Resta da citare il più discusso tra i passi in cui compare il nome di A., If XII 107, dove tra i tiranni sono citati Alessandro e Dionisio del mondo antico, e dell'età moderna Ezzelino da Romano e Obizzo d'Este. Per le discussioni circa l'identificazione di questo A., v. la voce precedente.

Alle ragioni addotte da U. Bosco a sostegno dell'identificazione con A. di Fere, si vorrebbe qui aggiungere che le parole con cui sono caratterizzati i tiranni (che dier nel sangue e ne l'aver di piglio) mal si accorderebbero con quelle con cui è lodato il Macedone in Cv IV XI 14 (E cui non è ancora nel cuore A. per i suoi reali benefici?). A indicare come fonte Cicerone Off. II VII 23-25, dove Dionisio di Siracusa e Alessandro di Fere sono nominati congiuntamente, sta anche il fatto che essi vi sono definiti esplicitamente come tiranni; e che D., nel condannare personaggi dell'antichità, ama attenersi a testi antichi, che siano al proposito chiaramente indicativi. Che cosa poi D. sapesse di A. Fereo, che cosa quel nome significasse per lui, è un altro discorso: forse non più che un " alius quidam ", come si esprime Benvenuto nel riferire e respingere tale identificazione (" dixerunt quod autor non loquitur hic de Alexandro Macedone sed de quodam alio ").
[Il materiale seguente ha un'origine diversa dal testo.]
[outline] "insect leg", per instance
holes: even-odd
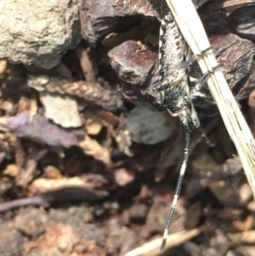
[[[209,46],[206,49],[202,50],[200,54],[194,55],[190,58],[189,58],[188,60],[185,62],[185,68],[188,68],[193,62],[195,62],[199,57],[201,57],[202,54],[204,54],[206,52],[212,49],[212,46]]]
[[[170,225],[173,220],[173,213],[175,211],[175,206],[178,202],[178,198],[180,193],[184,176],[185,174],[187,163],[188,163],[188,157],[189,157],[189,150],[190,150],[190,131],[188,128],[184,128],[184,157],[183,157],[183,162],[181,165],[179,175],[178,178],[178,182],[176,185],[176,189],[174,191],[173,200],[171,206],[171,210],[167,218],[167,225],[164,230],[164,235],[163,235],[163,241],[161,246],[161,252],[162,252],[165,249],[167,239],[168,236],[168,230],[170,227]]]

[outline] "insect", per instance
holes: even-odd
[[[206,49],[203,53],[209,49],[211,48]],[[182,37],[172,14],[167,14],[162,20],[160,29],[159,83],[154,88],[154,90],[160,94],[158,103],[161,106],[165,107],[172,117],[178,117],[183,123],[184,128],[184,145],[179,176],[164,230],[161,251],[163,251],[166,246],[168,229],[173,220],[175,206],[186,170],[190,133],[200,127],[200,122],[192,103],[192,97],[199,92],[200,87],[202,86],[207,76],[212,72],[205,73],[196,86],[192,90],[190,89],[190,77],[188,67],[197,57],[199,56],[191,57],[191,51]],[[203,95],[199,96],[204,97]]]

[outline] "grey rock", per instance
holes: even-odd
[[[50,69],[80,40],[79,0],[0,0],[0,58]]]

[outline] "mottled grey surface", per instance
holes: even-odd
[[[0,0],[0,58],[46,69],[58,65],[81,37],[79,2]]]

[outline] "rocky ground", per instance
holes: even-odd
[[[193,1],[254,133],[252,2]],[[184,140],[153,91],[165,2],[0,6],[0,256],[159,255]],[[201,76],[196,63],[190,73]],[[193,134],[162,255],[255,255],[235,146],[217,106],[194,104],[204,134]]]

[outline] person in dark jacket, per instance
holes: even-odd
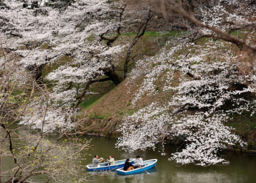
[[[129,158],[126,159],[126,161],[124,163],[124,166],[123,166],[123,170],[124,171],[129,171],[134,169],[134,166],[130,161],[130,160]]]

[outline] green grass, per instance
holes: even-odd
[[[167,37],[170,36],[179,36],[183,34],[186,33],[185,31],[172,31],[170,32],[154,32],[154,31],[146,31],[145,32],[143,36],[146,37]],[[121,36],[135,36],[136,35],[137,33],[132,32],[132,33],[122,33]]]
[[[89,88],[88,92],[98,93],[97,94],[86,95],[84,100],[79,105],[79,108],[86,109],[100,98],[115,87],[114,83],[111,81],[106,81],[102,83],[95,83]]]
[[[246,136],[256,131],[256,114],[251,116],[251,111],[244,111],[241,114],[235,114],[226,125],[234,128],[236,134]]]

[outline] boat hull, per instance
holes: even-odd
[[[130,175],[132,174],[136,174],[136,173],[146,173],[145,170],[148,170],[151,168],[152,168],[153,167],[156,166],[156,164],[157,164],[157,159],[150,159],[147,161],[143,161],[144,163],[145,164],[147,163],[147,161],[152,161],[152,162],[151,163],[149,163],[149,164],[147,164],[145,165],[145,166],[143,167],[143,168],[137,168],[136,169],[130,170],[130,171],[124,171],[122,170],[122,168],[119,168],[116,170],[116,172],[117,173],[121,174],[123,175]]]
[[[132,164],[134,164],[135,162],[133,161],[134,161],[135,159],[130,159],[131,162]],[[86,168],[89,171],[107,171],[112,169],[116,169],[117,168],[122,168],[123,166],[124,166],[124,163],[125,162],[126,159],[122,159],[117,161],[115,161],[115,164],[112,165],[106,165],[106,163],[99,163],[100,167],[92,167],[91,165],[87,165],[86,166]]]

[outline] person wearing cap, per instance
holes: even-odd
[[[126,159],[126,161],[124,163],[124,166],[123,166],[123,170],[124,171],[129,171],[134,169],[134,166],[130,161],[130,159],[129,158]]]
[[[103,157],[100,158],[98,159],[98,155],[95,155],[94,158],[92,159],[92,167],[100,167],[100,166],[98,164],[100,162],[104,160]]]
[[[109,160],[107,159],[106,161],[108,162],[109,164],[110,165],[112,165],[115,164],[114,159],[112,155],[109,155]]]
[[[135,164],[134,165],[134,167],[135,168],[138,167],[139,166],[144,166],[144,163],[143,163],[143,159],[138,155],[136,156],[136,160],[134,161]]]

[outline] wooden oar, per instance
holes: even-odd
[[[149,173],[148,171],[147,171],[146,170],[146,169],[145,169],[144,168],[143,168],[142,167],[142,166],[140,166],[141,167],[141,168],[142,168],[142,169],[143,169],[143,170],[144,170],[144,171],[145,171],[147,172],[147,173],[149,174],[150,175],[151,175],[151,174],[150,174],[150,173]]]

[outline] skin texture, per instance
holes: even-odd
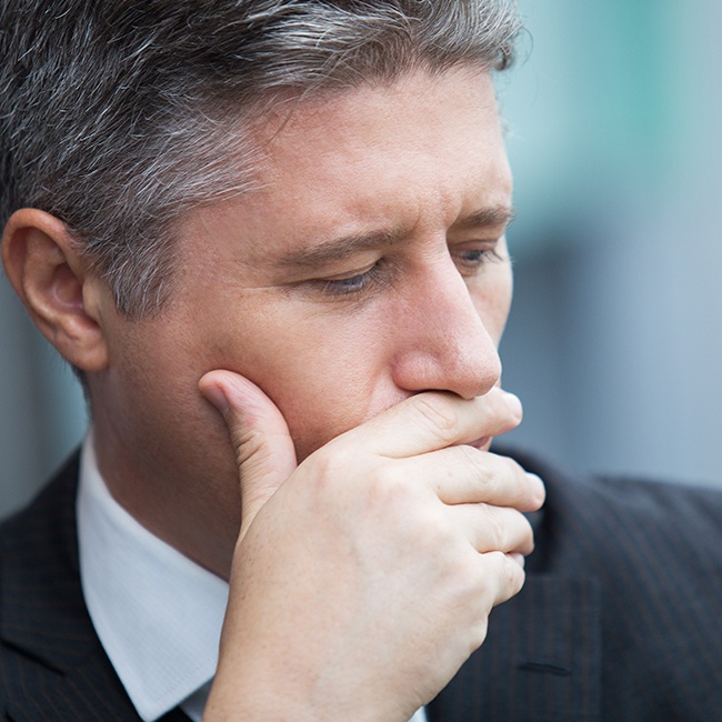
[[[543,500],[488,452],[521,419],[493,87],[419,71],[267,120],[260,190],[179,219],[160,314],[119,315],[41,211],[3,261],[88,372],[111,493],[230,576],[207,719],[403,721],[521,588]]]

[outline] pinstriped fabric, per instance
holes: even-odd
[[[527,584],[430,722],[722,720],[722,494],[520,461],[548,484]]]
[[[520,461],[548,485],[527,584],[429,722],[722,720],[722,494]],[[139,719],[82,602],[76,478],[77,460],[0,531],[0,710],[14,722]]]
[[[0,684],[16,722],[138,721],[82,601],[77,458],[0,532]]]

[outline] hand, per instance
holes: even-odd
[[[519,401],[418,394],[297,468],[260,389],[225,371],[200,389],[224,412],[243,519],[204,720],[405,722],[523,583],[520,512],[543,487],[464,445],[515,427]]]

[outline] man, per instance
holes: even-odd
[[[92,423],[3,528],[6,718],[712,719],[719,494],[489,451],[513,9],[9,4],[3,262]]]

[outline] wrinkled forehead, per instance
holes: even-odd
[[[291,245],[398,238],[418,227],[440,233],[465,218],[511,214],[485,72],[415,72],[299,99],[291,111],[269,111],[257,142],[257,188],[197,218],[217,231],[222,223],[247,263]]]

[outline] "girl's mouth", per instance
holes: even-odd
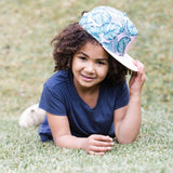
[[[82,77],[82,79],[83,79],[84,81],[88,81],[88,82],[90,82],[90,81],[92,81],[92,80],[95,79],[94,77],[89,77],[89,76],[84,76],[84,75],[81,75],[81,77]]]

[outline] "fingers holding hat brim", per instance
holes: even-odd
[[[115,59],[117,59],[119,63],[121,63],[127,68],[131,69],[132,71],[138,71],[137,67],[133,63],[134,59],[129,54],[124,54],[123,56],[118,56],[116,53],[110,52],[108,49],[104,48],[106,52],[108,52]]]

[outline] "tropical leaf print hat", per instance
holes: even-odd
[[[133,71],[137,71],[133,58],[127,54],[137,29],[125,13],[110,6],[97,6],[81,17],[82,26],[118,62]]]

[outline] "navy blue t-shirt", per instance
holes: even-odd
[[[78,95],[70,70],[59,70],[44,83],[39,107],[55,116],[67,116],[75,136],[103,134],[114,137],[114,110],[128,103],[127,82],[115,86],[102,83],[97,104],[91,108]],[[46,118],[39,128],[39,135],[42,142],[53,139]]]

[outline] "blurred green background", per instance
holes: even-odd
[[[50,41],[81,12],[111,5],[127,12],[138,29],[130,54],[146,66],[142,105],[173,111],[172,0],[1,0],[0,107],[18,116],[38,103],[42,84],[53,74]]]
[[[137,40],[129,54],[145,64],[147,75],[138,141],[129,146],[115,145],[103,159],[59,150],[50,143],[41,144],[38,129],[21,130],[17,124],[22,111],[39,102],[42,85],[53,74],[51,40],[64,27],[79,21],[82,11],[96,5],[111,5],[127,12],[138,29]],[[56,170],[56,161],[66,165],[63,172],[68,172],[78,162],[80,169],[74,169],[74,172],[85,168],[89,172],[92,169],[101,172],[103,161],[107,161],[103,165],[107,172],[114,172],[115,168],[120,172],[138,172],[138,169],[141,172],[170,172],[173,168],[172,105],[172,0],[0,0],[0,169],[3,172],[19,169],[21,172],[27,169],[32,172],[38,168],[37,172],[41,168],[46,172],[45,165],[49,171]],[[56,152],[64,159],[69,158],[67,162],[57,158]],[[111,167],[108,167],[109,162]]]

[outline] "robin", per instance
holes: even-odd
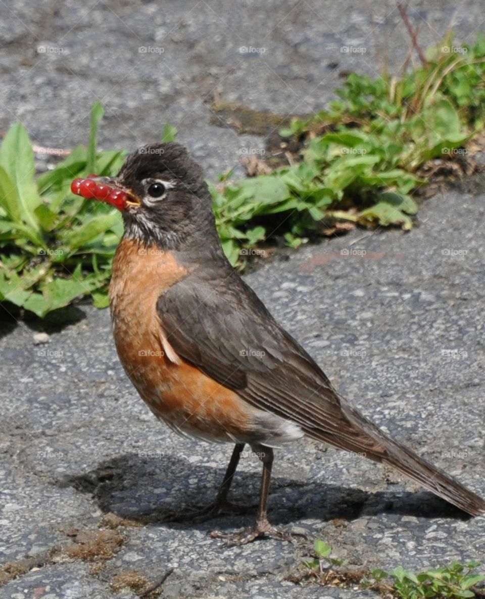
[[[202,170],[184,147],[142,147],[116,178],[77,179],[71,189],[123,214],[111,312],[138,393],[173,430],[235,444],[216,505],[226,501],[246,444],[263,462],[255,526],[213,536],[237,544],[281,536],[267,518],[273,448],[303,435],[390,464],[469,514],[485,513],[485,501],[347,403],[276,322],[226,259]]]

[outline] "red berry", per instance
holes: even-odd
[[[96,184],[94,196],[96,199],[106,199],[109,195],[109,192],[111,189],[112,187],[110,187],[108,185],[103,185],[102,183]]]
[[[95,197],[96,184],[90,179],[83,179],[79,186],[79,190],[83,198]]]
[[[80,195],[80,186],[83,182],[83,179],[74,179],[71,184],[71,190],[75,195]]]

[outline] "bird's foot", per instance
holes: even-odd
[[[211,536],[213,539],[222,539],[225,541],[226,547],[234,547],[237,545],[246,545],[248,543],[252,543],[253,541],[260,537],[267,535],[273,539],[277,539],[280,541],[293,541],[291,536],[283,531],[279,530],[275,527],[272,526],[268,521],[265,518],[260,520],[256,523],[255,527],[249,528],[245,528],[244,530],[239,533],[221,533],[219,531],[213,531],[211,533]]]

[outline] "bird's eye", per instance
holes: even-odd
[[[147,190],[148,195],[152,198],[161,198],[165,190],[165,186],[163,183],[151,183]]]

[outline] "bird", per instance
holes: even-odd
[[[364,417],[334,388],[227,259],[202,168],[175,142],[142,146],[116,177],[73,181],[115,206],[124,233],[109,284],[121,363],[174,431],[234,449],[213,507],[245,446],[262,462],[255,524],[214,531],[227,544],[285,538],[267,517],[274,450],[306,436],[388,464],[473,516],[485,501]]]

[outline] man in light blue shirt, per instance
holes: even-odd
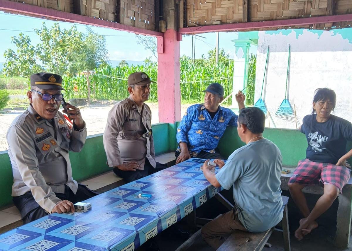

Bibl. - In generale: Toynbee, Dictionary, Oxford 1968, sub v.; e gli studi, anche del Toynbee, ivi citati (in particolare, Studies and Researches 142-149 per la liberalità di A., e 290-293 per la presunta derivazione da Ottone di Frisinga); P. Renucci, D. disciple et juge du monde gréco-latin, Parigi 1954, 258-261; U. Bosco, Il tiranno Alessandro, in D. vicino, Caltanisetta-Roma 1966, 369-378 (con ampia rassegna delle fonti classiche). Per le leggende medievali su A.: A. Graf, Roma nella memoria e nelle immaginazioni del Medio Evo, I, Torino 1882, 214-218; P. Meyer, Alexandre le Grand dans la littérature française du moyen-âge, Parigi 1886 (per la liberalità di A., in particolare, II 372-376); L. Meyer, Les légendes des matières de Rome, de France et de Bretagne dans le " Pantheon " de Godefroi de Viterbe, ibid. 1933, 108-112; G. Cary, Medieval Alexander, Cambridge 1956; tuttora interessante una nota di A. Mai, in Classici auctores, VII 82-83.